Pitch This! winners working with Budapest animators for Giantland

A bit of cash is always a good thing, and as the winners of the 2007 Telefilm Canada Pitch This! competition and bearers of a giant $10,000 cheque, writer/director Jim Goodall and producer Paul Lenart joked that their victory allows them to ‘eat and sleep for a week without having to worry about a job.’

But some things are better than a cheque that won’t fit through the door, added Goodall.

‘The best part about it is we’ve been able to show our project to 200 people,’ he says. ‘The money is great, and it will certainly help us develop the project further, but we want to raise awareness about it. From your head to the screen there’s a lot of difficulties in between, and this is a huge step.’

Goodall and Lenart pitched Giantland, a ‘live-action/animation eco-story’ which uses an animation technique so new that it doesn’t yet have a name. It’s a blend of live action, CG, puppetry, motion capture and classical painting developed by Budapest-based animation team Erik Novak and Aron Gauder of Lichtof Productions, producers of the Oscar-nommed animated feature Nyocker! (The District!).

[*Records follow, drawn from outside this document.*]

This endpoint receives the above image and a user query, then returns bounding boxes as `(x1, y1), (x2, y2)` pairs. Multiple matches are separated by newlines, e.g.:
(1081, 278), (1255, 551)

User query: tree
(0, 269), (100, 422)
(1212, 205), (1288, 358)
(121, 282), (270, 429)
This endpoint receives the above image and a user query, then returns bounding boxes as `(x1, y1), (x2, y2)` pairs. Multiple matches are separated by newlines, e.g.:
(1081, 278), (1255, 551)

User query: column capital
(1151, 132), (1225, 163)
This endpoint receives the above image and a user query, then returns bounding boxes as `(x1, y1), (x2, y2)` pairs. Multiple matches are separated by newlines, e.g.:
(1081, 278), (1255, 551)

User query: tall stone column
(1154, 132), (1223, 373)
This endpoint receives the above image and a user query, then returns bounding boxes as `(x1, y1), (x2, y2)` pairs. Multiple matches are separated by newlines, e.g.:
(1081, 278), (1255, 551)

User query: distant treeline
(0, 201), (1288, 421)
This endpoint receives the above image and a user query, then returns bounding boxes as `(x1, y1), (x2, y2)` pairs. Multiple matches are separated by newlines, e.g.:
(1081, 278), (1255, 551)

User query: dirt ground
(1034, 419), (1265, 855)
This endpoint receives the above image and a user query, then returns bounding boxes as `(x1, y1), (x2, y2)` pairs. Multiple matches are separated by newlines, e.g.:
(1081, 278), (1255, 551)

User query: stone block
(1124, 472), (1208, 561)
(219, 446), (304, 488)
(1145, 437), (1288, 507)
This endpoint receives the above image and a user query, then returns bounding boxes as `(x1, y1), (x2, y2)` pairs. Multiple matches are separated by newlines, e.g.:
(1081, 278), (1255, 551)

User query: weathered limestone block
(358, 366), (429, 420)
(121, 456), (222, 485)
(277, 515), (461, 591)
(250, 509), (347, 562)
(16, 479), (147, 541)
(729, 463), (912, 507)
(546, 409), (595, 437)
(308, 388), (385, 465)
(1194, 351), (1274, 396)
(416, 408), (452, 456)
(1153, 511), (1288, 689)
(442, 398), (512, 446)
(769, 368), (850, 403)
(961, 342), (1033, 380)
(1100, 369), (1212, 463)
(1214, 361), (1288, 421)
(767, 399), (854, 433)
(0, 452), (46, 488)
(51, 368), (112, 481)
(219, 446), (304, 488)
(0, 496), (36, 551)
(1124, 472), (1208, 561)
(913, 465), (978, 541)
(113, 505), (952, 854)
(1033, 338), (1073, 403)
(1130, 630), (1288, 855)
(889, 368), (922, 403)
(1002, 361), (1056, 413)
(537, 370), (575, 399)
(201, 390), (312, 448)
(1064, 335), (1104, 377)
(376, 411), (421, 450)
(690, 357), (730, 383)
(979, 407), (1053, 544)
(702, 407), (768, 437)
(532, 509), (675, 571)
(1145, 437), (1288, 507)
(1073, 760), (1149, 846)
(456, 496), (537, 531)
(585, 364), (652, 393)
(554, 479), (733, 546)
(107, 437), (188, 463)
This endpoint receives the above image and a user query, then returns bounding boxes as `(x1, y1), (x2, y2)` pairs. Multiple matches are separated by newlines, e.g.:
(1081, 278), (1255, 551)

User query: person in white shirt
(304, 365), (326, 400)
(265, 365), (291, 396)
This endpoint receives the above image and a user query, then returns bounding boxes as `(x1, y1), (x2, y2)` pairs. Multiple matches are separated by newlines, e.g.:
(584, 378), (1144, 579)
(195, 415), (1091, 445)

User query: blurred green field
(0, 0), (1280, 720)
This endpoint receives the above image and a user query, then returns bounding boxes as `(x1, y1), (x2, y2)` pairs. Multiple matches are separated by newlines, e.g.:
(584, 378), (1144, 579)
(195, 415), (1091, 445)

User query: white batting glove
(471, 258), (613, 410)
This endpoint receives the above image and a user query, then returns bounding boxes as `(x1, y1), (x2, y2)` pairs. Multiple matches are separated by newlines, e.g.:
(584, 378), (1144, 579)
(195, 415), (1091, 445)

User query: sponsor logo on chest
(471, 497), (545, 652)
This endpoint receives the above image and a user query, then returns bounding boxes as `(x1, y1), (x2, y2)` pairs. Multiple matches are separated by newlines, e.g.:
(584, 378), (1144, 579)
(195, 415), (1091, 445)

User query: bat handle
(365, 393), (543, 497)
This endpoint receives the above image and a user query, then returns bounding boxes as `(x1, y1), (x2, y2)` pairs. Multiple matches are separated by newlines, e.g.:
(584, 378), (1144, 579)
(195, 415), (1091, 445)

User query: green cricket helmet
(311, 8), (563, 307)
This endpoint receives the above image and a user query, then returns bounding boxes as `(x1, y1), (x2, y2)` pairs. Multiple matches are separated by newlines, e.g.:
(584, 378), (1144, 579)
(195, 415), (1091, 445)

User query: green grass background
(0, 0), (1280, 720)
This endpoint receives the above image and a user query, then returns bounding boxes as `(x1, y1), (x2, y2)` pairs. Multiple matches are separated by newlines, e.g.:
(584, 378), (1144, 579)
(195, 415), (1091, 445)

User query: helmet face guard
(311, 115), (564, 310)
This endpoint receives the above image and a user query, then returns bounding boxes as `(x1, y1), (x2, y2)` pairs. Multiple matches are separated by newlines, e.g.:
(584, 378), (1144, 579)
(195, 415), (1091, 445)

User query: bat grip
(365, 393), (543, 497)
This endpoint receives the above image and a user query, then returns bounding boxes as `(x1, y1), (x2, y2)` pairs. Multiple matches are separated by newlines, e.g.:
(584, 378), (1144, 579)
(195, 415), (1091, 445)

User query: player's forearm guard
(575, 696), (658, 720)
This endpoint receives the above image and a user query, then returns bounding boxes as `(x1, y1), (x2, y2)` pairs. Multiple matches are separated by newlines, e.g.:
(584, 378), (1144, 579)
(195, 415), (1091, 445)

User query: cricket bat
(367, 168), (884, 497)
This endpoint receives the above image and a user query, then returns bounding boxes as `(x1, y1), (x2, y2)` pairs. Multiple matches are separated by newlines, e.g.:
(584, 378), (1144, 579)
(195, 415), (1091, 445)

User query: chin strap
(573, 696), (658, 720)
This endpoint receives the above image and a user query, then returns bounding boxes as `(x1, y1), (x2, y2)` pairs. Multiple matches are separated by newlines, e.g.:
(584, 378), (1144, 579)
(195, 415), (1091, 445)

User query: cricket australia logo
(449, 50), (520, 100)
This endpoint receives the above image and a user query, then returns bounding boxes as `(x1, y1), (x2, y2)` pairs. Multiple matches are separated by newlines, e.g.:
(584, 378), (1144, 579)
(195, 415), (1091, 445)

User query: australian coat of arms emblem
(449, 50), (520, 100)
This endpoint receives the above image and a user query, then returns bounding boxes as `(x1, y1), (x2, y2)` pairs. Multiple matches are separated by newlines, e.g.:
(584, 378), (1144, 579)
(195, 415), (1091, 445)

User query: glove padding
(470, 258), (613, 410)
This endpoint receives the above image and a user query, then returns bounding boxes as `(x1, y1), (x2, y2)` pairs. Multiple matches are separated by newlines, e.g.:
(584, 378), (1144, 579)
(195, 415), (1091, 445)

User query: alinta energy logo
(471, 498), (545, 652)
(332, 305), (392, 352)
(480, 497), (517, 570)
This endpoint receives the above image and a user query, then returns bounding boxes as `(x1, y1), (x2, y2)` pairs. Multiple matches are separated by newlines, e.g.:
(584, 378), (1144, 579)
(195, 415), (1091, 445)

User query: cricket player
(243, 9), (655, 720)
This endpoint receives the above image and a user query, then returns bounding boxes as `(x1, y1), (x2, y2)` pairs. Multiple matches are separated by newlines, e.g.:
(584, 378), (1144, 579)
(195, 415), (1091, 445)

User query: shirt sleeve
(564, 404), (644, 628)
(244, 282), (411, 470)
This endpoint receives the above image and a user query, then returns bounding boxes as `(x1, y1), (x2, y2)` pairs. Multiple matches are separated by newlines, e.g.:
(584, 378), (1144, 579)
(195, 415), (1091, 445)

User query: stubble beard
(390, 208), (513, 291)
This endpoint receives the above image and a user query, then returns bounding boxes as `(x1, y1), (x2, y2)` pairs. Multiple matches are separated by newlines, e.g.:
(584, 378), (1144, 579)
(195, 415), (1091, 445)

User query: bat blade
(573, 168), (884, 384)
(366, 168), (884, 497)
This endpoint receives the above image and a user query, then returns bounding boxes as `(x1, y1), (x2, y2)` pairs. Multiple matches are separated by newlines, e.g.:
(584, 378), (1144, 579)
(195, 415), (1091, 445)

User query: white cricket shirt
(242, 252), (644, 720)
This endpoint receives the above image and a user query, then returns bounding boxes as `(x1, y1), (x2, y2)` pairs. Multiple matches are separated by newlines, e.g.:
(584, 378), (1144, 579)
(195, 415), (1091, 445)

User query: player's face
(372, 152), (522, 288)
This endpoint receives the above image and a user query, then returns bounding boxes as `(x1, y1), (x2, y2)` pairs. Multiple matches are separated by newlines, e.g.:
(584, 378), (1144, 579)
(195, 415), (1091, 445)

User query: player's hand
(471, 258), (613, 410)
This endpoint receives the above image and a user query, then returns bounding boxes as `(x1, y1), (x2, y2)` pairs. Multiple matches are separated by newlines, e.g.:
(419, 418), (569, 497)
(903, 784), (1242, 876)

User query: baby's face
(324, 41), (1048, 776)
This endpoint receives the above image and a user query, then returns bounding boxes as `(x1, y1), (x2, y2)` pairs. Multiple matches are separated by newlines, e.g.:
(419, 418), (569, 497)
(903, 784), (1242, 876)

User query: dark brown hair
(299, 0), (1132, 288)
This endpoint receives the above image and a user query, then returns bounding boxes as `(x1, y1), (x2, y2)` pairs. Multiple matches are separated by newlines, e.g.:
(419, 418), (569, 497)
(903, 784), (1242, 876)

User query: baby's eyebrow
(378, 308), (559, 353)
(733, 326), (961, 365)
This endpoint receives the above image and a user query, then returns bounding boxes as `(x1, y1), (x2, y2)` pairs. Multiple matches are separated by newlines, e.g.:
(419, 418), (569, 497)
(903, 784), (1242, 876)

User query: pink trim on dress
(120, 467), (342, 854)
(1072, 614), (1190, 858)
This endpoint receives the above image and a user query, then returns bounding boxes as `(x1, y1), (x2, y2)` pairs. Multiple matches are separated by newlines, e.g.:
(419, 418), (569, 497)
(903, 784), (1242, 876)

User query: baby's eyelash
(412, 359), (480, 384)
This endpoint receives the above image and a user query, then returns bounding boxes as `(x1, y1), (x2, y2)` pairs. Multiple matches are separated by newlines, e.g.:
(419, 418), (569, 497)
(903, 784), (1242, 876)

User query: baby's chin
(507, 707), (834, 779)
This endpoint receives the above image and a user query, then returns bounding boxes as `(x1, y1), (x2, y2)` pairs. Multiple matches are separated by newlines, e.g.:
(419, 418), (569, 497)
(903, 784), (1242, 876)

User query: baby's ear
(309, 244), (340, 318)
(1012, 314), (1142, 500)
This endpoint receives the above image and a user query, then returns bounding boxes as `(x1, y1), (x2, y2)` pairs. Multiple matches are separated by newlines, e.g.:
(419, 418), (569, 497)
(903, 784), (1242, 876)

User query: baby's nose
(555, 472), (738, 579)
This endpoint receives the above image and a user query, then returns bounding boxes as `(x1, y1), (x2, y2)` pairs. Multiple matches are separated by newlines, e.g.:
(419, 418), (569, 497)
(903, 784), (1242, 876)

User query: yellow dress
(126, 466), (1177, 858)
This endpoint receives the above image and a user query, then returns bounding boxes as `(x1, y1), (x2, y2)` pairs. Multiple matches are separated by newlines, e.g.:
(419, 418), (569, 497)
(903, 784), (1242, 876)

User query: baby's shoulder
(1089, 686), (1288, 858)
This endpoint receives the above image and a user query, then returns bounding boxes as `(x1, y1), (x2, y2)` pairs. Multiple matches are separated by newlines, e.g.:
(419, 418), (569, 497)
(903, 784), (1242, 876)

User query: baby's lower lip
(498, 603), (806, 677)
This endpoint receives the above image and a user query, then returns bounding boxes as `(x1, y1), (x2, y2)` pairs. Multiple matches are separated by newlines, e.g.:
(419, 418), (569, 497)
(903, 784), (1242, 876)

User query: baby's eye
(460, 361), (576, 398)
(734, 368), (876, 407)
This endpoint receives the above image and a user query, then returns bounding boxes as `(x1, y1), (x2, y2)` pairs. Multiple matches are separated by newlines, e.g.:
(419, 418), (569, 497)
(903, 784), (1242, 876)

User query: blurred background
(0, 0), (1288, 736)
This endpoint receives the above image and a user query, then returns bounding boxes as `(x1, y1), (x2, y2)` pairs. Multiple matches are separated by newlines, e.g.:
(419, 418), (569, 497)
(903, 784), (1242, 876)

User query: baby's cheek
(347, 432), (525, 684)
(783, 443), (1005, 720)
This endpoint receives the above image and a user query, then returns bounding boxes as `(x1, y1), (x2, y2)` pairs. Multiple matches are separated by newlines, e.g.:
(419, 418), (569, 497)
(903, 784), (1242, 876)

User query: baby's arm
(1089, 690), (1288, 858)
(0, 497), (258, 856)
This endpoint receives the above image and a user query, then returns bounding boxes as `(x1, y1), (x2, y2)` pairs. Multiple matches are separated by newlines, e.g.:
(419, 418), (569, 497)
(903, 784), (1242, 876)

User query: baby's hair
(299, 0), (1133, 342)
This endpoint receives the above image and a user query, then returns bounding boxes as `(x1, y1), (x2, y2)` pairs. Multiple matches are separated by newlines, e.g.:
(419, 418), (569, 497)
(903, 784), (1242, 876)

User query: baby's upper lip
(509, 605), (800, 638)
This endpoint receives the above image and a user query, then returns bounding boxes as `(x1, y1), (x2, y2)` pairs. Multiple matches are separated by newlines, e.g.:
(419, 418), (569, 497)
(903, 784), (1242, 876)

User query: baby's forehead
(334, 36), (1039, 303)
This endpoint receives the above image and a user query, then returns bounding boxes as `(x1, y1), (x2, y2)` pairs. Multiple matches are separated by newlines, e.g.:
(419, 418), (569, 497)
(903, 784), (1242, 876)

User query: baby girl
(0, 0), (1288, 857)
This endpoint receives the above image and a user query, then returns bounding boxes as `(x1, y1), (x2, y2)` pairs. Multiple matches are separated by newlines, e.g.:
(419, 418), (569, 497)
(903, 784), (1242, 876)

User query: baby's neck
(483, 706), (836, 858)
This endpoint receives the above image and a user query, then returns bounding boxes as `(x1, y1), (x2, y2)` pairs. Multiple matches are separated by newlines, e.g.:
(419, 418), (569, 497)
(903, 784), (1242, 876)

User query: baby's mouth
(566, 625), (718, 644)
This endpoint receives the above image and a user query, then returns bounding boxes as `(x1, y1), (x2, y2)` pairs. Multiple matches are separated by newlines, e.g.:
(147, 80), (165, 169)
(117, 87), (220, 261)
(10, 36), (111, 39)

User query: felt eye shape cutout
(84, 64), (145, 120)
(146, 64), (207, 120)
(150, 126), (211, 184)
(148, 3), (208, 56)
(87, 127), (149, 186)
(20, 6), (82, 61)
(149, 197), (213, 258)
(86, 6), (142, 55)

Goodall and Lenart met the duo when The District unspooled at TIFF two years ago. ‘I hooked up with them and we started developing other projects,’ said Lenart.

Their first collaboration using the technique is a feature currently in production called Egill, the story of a 10th-century Icelandic poet by that name. The duo used a clip as a sample for the Giantland pitch.

Giantland is about 12-year-old Jeremy and his pesky little sister Louise and their adventures after accidentally falling through the kitchen drain into a land of earth-loving giants who are being hunted by polluting humans.

For kids it’s a straight-up adventure tale, while adults get to chew over an allegory about environmentalism and the world we live in. Though given that — spoiler alert! — the kids save the world and solve the grown-up dilemmas in the end, it’s not all doom and gloom.

‘You will see Giantland in the theater, soon, we promise. We’re going to be working on it,’ Lenart pledged upon accepting their prize on Tuesday.

Indeed, two previous Pitch This! winners — Amal from 2005 and Poor Boy’s Game from ’01 — are unspooling at the festival this year. A third, Anthony Del Col’s comedy Outsourced from ’06, is in development.

The pair had some tough competition, with 75 hopefuls applying for just six spots on the stage.

Other presenters were Geoff Redknap and Katie Weekley with their witty horror/comedy The Auburn Hills Breakdown, in which the chainsaw-wielding maniac is the hero; the romantic comedy The Engagement Pact from brothers Daniel and Steven Shehori; Shelly Hong and Soo-won Lee’s revenge drama Swallow; and the human trafficking tale Invisible City, from Adnan Ahmed.

The catchiest slogan (‘Twenty is the new eighty’) came from Mona Waserman and Peter Reynolds’ Senior Year, whose plot, about a young man posing as his grandfather to gain entry to a retirement home for the free room and board, was outlined by thesp Howard Jerome (Puppets Who Kill, Lucky Number Slevin).

‘It’s okay if you call me a miserable old son of a bitch,’ Jerome hammed, ‘because that’s what I am.’